Tobin relies on “360-degree performance evaluations” to identify and sometimes fix problems with CEOs. He cites one example of a founder that board members were ready to dispatch. After Tobin discovered that the CEO was having problems working through a family tragedy, the board decided to keep the CEO, and the company was sold for a profit a year later.

Still, engaging with a firm like Strayer can be costly, and many startups don’t recognize how troubled they are until they reach the point of no return. “The companies that most need to do them don’t,” says Tobin. “360s and the subsequent feedback [they produce] is like marriage counseling. People should go before they’re wed; instead, by the time they visit a marriage counselor, it’s usually too late.”

It’s a scenario that investor and entrepreneur Paul Kedrosky knows well. He recalls “literally golfing with senior management of a company in which I’d been involved as an investor. And I was told that if something didn’t change at the CEO level, they’d all leave.” Kedrosky’s first question to the group was, “Did you tell the CEO this? Because it’s much better if you resolve it yourselves.”

In this particular case, says Kedrosky, the board conducted its own investigation and wound up firing the CEO, an outcome that he characterizes as “nobody’s first choice of options.”

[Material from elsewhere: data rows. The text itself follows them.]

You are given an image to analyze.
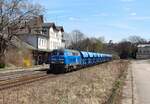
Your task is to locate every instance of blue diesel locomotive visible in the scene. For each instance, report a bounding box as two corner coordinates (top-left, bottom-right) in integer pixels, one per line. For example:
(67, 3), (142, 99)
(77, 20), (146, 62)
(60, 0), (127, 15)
(48, 49), (112, 73)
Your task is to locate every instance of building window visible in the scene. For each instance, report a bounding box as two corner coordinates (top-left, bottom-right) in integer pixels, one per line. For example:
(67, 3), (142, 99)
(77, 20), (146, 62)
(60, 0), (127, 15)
(42, 29), (47, 35)
(43, 40), (44, 46)
(41, 39), (43, 46)
(38, 39), (40, 46)
(43, 40), (45, 46)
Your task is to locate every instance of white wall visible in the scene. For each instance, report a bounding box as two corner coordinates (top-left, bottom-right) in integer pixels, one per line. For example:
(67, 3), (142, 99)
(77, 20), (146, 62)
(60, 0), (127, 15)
(48, 27), (65, 50)
(38, 37), (48, 50)
(19, 34), (37, 48)
(19, 26), (65, 51)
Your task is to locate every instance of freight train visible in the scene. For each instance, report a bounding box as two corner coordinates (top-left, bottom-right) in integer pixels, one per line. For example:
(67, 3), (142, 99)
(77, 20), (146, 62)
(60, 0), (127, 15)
(48, 49), (112, 73)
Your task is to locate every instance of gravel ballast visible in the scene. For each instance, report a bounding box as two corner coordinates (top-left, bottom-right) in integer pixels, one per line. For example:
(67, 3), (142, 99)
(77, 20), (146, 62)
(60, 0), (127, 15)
(0, 60), (129, 104)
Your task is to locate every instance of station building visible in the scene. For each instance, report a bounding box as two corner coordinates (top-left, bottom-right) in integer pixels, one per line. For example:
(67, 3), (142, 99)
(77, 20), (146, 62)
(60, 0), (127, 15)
(14, 15), (65, 65)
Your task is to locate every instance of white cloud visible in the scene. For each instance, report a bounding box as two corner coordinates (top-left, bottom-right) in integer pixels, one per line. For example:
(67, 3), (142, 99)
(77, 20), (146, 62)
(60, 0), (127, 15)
(69, 17), (78, 21)
(120, 0), (135, 2)
(93, 13), (109, 17)
(100, 13), (109, 16)
(130, 12), (137, 16)
(108, 23), (136, 30)
(69, 17), (84, 21)
(129, 16), (150, 20)
(68, 17), (88, 22)
(124, 7), (131, 11)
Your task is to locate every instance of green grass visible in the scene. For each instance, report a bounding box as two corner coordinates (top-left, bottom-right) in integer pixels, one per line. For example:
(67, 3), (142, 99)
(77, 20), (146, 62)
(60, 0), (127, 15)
(105, 63), (128, 104)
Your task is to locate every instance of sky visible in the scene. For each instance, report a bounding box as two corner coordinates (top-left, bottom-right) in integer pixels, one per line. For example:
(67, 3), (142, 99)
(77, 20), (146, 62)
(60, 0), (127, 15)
(33, 0), (150, 42)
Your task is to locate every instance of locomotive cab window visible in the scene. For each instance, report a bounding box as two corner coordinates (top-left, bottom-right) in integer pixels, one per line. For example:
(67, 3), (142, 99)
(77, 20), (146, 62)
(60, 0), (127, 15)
(72, 52), (80, 56)
(51, 50), (58, 55)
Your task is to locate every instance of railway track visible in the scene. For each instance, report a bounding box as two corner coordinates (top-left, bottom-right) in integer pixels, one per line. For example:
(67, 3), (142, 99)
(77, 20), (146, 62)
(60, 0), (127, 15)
(0, 70), (56, 90)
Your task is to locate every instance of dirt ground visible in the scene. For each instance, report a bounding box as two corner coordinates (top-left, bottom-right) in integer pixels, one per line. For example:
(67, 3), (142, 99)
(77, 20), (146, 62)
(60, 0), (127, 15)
(0, 60), (129, 104)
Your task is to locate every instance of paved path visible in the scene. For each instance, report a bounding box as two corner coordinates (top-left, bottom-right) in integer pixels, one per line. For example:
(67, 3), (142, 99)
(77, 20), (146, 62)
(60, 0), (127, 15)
(132, 60), (150, 104)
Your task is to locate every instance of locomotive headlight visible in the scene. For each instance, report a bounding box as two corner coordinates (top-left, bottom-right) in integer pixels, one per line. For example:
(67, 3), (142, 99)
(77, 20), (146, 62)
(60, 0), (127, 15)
(60, 61), (64, 64)
(51, 61), (55, 64)
(59, 59), (64, 64)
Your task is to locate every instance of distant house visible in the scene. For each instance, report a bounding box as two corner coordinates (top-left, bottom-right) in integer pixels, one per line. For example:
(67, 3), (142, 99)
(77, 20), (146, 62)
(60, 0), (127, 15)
(136, 44), (150, 59)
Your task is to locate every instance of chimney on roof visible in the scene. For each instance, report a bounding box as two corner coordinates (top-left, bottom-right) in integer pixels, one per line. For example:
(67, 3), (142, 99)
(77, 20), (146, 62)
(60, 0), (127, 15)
(39, 15), (44, 23)
(32, 15), (44, 28)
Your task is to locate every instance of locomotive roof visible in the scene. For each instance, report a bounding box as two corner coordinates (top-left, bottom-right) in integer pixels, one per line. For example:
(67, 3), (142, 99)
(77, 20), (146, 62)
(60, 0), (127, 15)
(53, 49), (80, 53)
(64, 49), (80, 53)
(52, 49), (112, 57)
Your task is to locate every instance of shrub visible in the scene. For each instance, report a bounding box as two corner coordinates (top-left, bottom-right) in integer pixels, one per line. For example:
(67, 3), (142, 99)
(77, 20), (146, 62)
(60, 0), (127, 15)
(0, 63), (5, 68)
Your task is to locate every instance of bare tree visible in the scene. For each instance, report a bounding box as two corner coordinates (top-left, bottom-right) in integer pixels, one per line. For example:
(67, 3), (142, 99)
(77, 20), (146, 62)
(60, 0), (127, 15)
(71, 30), (85, 44)
(66, 30), (85, 49)
(128, 35), (147, 44)
(0, 0), (44, 64)
(66, 30), (104, 51)
(63, 32), (71, 48)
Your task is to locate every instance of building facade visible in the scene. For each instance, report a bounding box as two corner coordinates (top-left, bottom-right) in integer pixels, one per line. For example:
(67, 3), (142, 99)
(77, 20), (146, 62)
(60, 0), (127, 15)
(18, 15), (65, 51)
(136, 44), (150, 59)
(18, 15), (65, 64)
(43, 23), (65, 51)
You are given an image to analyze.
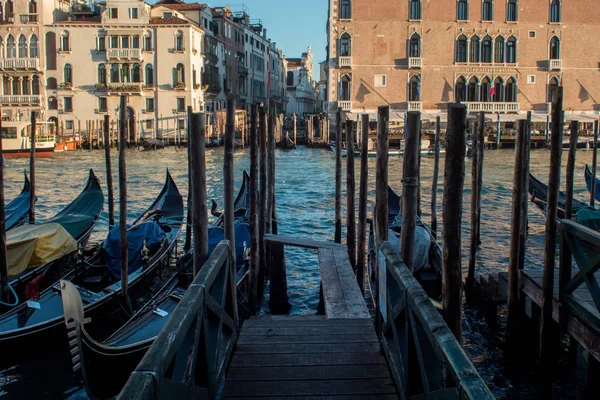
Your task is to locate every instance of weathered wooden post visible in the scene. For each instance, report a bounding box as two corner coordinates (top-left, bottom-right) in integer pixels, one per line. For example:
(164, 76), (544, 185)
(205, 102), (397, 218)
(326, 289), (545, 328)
(346, 120), (356, 271)
(442, 103), (467, 341)
(184, 107), (193, 252)
(518, 112), (532, 272)
(431, 116), (441, 239)
(539, 87), (563, 397)
(401, 111), (421, 272)
(103, 115), (115, 228)
(190, 112), (208, 276)
(0, 112), (9, 303)
(266, 108), (275, 235)
(293, 113), (297, 145)
(29, 111), (36, 224)
(335, 110), (342, 243)
(591, 120), (598, 206)
(118, 95), (129, 303)
(258, 105), (267, 298)
(496, 113), (501, 149)
(89, 119), (93, 151)
(357, 114), (369, 292)
(249, 104), (259, 308)
(224, 96), (236, 266)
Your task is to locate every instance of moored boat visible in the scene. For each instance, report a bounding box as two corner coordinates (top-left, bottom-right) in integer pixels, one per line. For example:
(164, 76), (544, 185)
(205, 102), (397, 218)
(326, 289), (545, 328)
(5, 172), (34, 231)
(277, 132), (296, 150)
(1, 120), (56, 157)
(584, 164), (600, 203)
(528, 172), (588, 218)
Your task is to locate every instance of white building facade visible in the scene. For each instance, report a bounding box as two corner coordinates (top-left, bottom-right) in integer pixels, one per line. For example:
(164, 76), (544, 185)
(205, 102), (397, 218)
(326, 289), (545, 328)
(285, 46), (317, 116)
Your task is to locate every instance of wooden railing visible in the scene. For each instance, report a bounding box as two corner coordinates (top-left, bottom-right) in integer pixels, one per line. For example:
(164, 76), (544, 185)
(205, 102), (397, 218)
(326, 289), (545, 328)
(377, 241), (495, 399)
(117, 241), (239, 400)
(559, 220), (600, 332)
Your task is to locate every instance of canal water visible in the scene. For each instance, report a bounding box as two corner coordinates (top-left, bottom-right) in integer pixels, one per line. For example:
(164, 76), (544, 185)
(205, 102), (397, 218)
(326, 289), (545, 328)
(0, 145), (592, 398)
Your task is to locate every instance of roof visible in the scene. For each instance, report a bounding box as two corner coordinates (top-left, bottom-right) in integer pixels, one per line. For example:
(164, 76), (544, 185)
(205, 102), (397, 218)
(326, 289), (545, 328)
(150, 16), (191, 25)
(158, 3), (205, 11)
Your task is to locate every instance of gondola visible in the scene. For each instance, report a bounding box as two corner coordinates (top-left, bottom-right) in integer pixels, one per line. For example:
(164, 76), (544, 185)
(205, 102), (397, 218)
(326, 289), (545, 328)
(60, 173), (251, 399)
(584, 164), (600, 203)
(277, 133), (296, 150)
(368, 185), (443, 301)
(0, 170), (183, 370)
(528, 172), (588, 218)
(1, 170), (104, 313)
(329, 143), (348, 157)
(5, 171), (34, 231)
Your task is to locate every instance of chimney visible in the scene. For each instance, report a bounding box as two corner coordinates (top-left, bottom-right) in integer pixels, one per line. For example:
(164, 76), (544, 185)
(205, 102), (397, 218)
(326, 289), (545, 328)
(263, 28), (267, 39)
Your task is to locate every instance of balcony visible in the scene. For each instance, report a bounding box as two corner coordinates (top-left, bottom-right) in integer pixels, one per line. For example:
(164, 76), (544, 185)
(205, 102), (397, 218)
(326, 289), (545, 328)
(0, 58), (40, 70)
(463, 102), (520, 113)
(238, 65), (249, 76)
(204, 52), (218, 65)
(549, 59), (562, 71)
(339, 101), (352, 111)
(409, 57), (422, 69)
(106, 83), (143, 95)
(0, 13), (14, 24)
(0, 95), (42, 106)
(407, 101), (423, 111)
(19, 14), (38, 24)
(338, 56), (352, 68)
(107, 48), (142, 60)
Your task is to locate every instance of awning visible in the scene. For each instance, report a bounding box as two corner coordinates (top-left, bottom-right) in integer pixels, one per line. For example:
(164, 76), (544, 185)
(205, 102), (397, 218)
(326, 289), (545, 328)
(564, 111), (599, 122)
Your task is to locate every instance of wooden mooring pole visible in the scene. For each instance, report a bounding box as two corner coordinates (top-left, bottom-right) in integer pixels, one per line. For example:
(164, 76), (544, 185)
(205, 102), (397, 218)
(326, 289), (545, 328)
(431, 116), (441, 239)
(266, 107), (276, 235)
(539, 87), (563, 397)
(29, 111), (36, 224)
(346, 120), (356, 271)
(190, 112), (208, 276)
(103, 115), (115, 228)
(293, 113), (297, 145)
(0, 111), (9, 303)
(335, 110), (342, 243)
(249, 104), (259, 308)
(258, 105), (267, 299)
(442, 103), (467, 341)
(184, 107), (193, 252)
(224, 96), (236, 266)
(357, 114), (369, 292)
(401, 111), (420, 272)
(591, 120), (598, 207)
(118, 95), (129, 304)
(518, 112), (532, 274)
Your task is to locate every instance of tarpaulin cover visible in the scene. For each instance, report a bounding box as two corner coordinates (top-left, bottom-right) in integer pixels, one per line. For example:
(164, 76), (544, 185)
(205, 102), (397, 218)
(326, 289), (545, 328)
(574, 207), (600, 232)
(7, 223), (77, 278)
(208, 223), (250, 266)
(104, 222), (166, 281)
(388, 227), (431, 271)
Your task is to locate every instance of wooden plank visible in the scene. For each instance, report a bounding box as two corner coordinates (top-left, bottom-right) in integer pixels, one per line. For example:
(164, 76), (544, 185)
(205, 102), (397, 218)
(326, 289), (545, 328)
(333, 250), (369, 314)
(226, 365), (392, 381)
(223, 395), (399, 400)
(240, 325), (376, 336)
(410, 388), (459, 400)
(229, 352), (386, 367)
(244, 316), (371, 327)
(265, 234), (346, 251)
(235, 342), (380, 354)
(222, 379), (397, 397)
(319, 248), (348, 318)
(237, 334), (378, 345)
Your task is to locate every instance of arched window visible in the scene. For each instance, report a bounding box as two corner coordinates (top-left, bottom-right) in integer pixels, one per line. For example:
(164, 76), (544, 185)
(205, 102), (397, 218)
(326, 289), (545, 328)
(340, 0), (351, 19)
(548, 76), (560, 103)
(30, 34), (38, 58)
(339, 32), (351, 57)
(467, 76), (479, 101)
(64, 64), (72, 84)
(144, 32), (152, 51)
(339, 73), (352, 101)
(175, 63), (185, 84)
(493, 76), (505, 102)
(409, 0), (422, 20)
(47, 77), (57, 89)
(408, 75), (421, 101)
(0, 3), (3, 23)
(28, 0), (37, 14)
(132, 63), (141, 83)
(110, 64), (119, 83)
(2, 76), (9, 95)
(550, 36), (560, 59)
(455, 76), (467, 102)
(469, 35), (480, 63)
(287, 71), (294, 86)
(482, 0), (493, 21)
(505, 77), (517, 102)
(481, 35), (493, 63)
(480, 76), (491, 102)
(32, 75), (39, 95)
(456, 35), (468, 62)
(550, 0), (561, 23)
(61, 31), (70, 51)
(145, 64), (154, 85)
(457, 0), (469, 20)
(122, 64), (130, 83)
(409, 33), (420, 57)
(506, 36), (517, 63)
(5, 0), (13, 18)
(507, 0), (518, 21)
(6, 34), (15, 58)
(12, 77), (20, 95)
(22, 76), (30, 95)
(494, 36), (504, 63)
(0, 36), (4, 59)
(18, 34), (27, 58)
(175, 31), (184, 51)
(98, 64), (106, 85)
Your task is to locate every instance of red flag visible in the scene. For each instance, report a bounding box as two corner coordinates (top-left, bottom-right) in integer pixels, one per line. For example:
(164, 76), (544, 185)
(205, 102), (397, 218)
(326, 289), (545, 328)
(490, 86), (496, 97)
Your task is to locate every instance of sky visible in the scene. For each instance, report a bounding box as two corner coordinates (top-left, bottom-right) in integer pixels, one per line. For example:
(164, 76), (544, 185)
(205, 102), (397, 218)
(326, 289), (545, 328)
(180, 0), (329, 63)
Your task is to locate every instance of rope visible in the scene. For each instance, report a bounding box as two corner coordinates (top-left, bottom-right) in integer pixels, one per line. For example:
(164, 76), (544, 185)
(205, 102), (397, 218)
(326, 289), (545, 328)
(0, 283), (19, 307)
(401, 177), (419, 188)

But the outcome could have been the reverse, where some of the employees were fired, which Kedrosky has also seen and characterizes as equally difficult. “The CEO ends up defending themselves and the board has to decide: Do I back the CEO or this employee?”

Either way, says Kedrosky, once a board is involved in an internal dispute, there’s usually carnage. “Once you get mom and dad involved,” he notes, “everyone is going to end up doing the dishes.”

Little wonder that Steve Eskenazi, an active angel investor and board member, advocates for establishing ground rules for communication very early on.

“Before you take professional money, a pro forma conversation should take place between the CEO and the founding team and the investors as to how much access and openness they want to encourage.” That conversation is especially important given that much of the time, investors are helping to recruit the management team and could thus already have strong ties to some employees. “Without rules of engagement, it becomes a free-for-all,” says Eskenazi. “You’re just asking for potential problems.”

In Tobin’s view, it’s crucial for a CEO to establish these boundaries. Indeed, while CEOs should encourage “an open ongoing dialogue,” he suggests that CEOs who bow out of the discussion entirely do so at their own risk. “As a CEO, if one of my board members wants to talk with my team, [I say] just let me know, and let me know what the topic is, and if it’s useful, let me know what happens and if anything useful came out of it.”

Tobin also suggests that CEOs treat senior managers as possible future CEOs, including allowing them to feel comfortable building relationships with the startup’s board members. A CEO “should want his or her team to operate independently to make good decisions,” he says. He or she should also want senior managers to “have [board-level] relationships, so if they go on to raise money, it’s not the first time they’re sitting down with venture capitalists.”